I have been reflecting on the issue of human trafficking, particularly the stories of children involved in the sex industry in Thailand, for more than a decade.  When I hear their stories, I feel that pain.  The more I explore this issue the more I come to realize that while we need all the policies and projects and funding to really help these young women, there is an area we often over look.  We often fight poverty by looking at monetary increment which is very important and explore job opportunities.  Sometime we fail to realize that poverty is also a concept, an idea, a very powerful idea carefully constructed for the purpose of control and profits.  While I certainly hope that we can plan more programs, provide more funds, write better policies to help ease the pain I certainly hope that we will also address the core value that fuels the ideas behind prosperity and poverty.  I hope that at some level we can also realize that importance of simplicity as key to reframing how we understand the meaning of being poor.  In some way we need to disengage ourselves from paternalistic masculinity that defines  success through capitalistic economy.

Categories: Children · Children and Poverty · Economy · Globalization · Homeless · Human Rights · Poverty · Trafficking · family

6 responses so far ↓

  • Johnny A. Ramirez // March 23, 2008 at 10:09 am

    Siroj,
    Great post. Which liberation is the Gospel about?

  • sirojs // March 23, 2008 at 4:41 pm

    Great question. Reflecting on Easter yesterday reaffirm my conviction that the gospel moves us to another level of liberation and echoes what Gandhi stated in his fight against discrimination “They can take away our souls, but they can not take away our dignity.”

  • Andrew Baker // April 12, 2008 at 8:53 am

    It is undoubtably the case that it is the globalisation of capitalism that has created, not just contributed, to te breakdown of social cohesion in all of the parts of the globe including the third and second worlds.
    The commodification of personal and social values has meant the worst possible outcome in countries like Thailand where prostitution and the dire exploitation of the young is its darkest and logical conclusion.
    There is an unavoidable conclusion to this, it seems to me, we in the west and first world countries have to consume less and adopt qualitive rather than quantitive values.
    Money is key but also the longer term investment in global values is vitally important.

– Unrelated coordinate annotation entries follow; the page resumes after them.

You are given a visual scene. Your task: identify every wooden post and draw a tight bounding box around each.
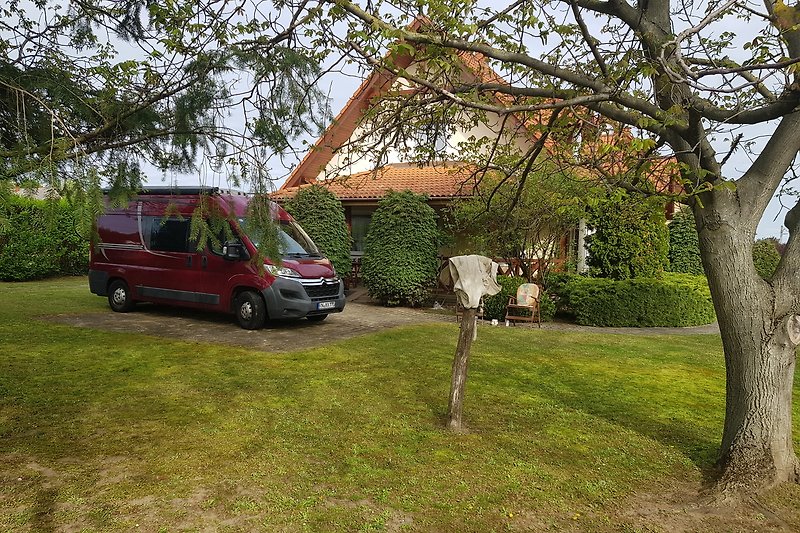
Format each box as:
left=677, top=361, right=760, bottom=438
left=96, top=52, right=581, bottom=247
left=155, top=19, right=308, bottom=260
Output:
left=447, top=309, right=475, bottom=431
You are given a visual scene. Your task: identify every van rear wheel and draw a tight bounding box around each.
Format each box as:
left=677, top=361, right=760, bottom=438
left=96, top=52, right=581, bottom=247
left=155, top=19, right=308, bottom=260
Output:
left=108, top=279, right=134, bottom=313
left=233, top=291, right=267, bottom=329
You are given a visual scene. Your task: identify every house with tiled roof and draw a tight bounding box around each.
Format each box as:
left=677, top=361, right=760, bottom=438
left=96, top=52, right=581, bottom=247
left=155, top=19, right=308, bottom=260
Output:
left=273, top=19, right=676, bottom=272
left=272, top=19, right=560, bottom=256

    Sirojs. I am curious about the ideas that you lay out but I remain unclear about your sense of bottom line strategies to tackle what you rightly express as a scandal of global proportions.

  • sirojs // April 14, 2008 at 6:01 am

    What a great question. I think you comment is key to the solution at some level. There will always be things we can do or should be doing in relations to policy, projects etc. However there is a dimension of depth that really needs to be taken into consideration. Promoting the idea of simplicity to me is very essential in dealing with this concept and it is more a journey than a final product. There is a need for us to learn to grasp our worth in simplicity and our value in the presence. This is just my thought on this topic.

  • Jared Wright // July 16, 2008 at 4:02 am

    I enjoyed meeting you yesterday and taking part together in creating programming for LLBN. I am sorry that I missed the taping of your segment, and I look forward to seeing it when it airs! I appreciate your commitment to the cessation of human trafficking. I’m glad that Adventists are having these conversations.

  • sirojs // July 16, 2008 at 5:24 pm

    Jared,

    It was wonderful to finally meet you in person. I have read your writings. It is wonderful to learn that you’ve been to Thailand and have learned to order Thai food in Thai. I’m doing the little I can to create awareness on this issue of trafficking and it is nice to know an Adventist pastor who is engaged in creating awareness on environmental issues.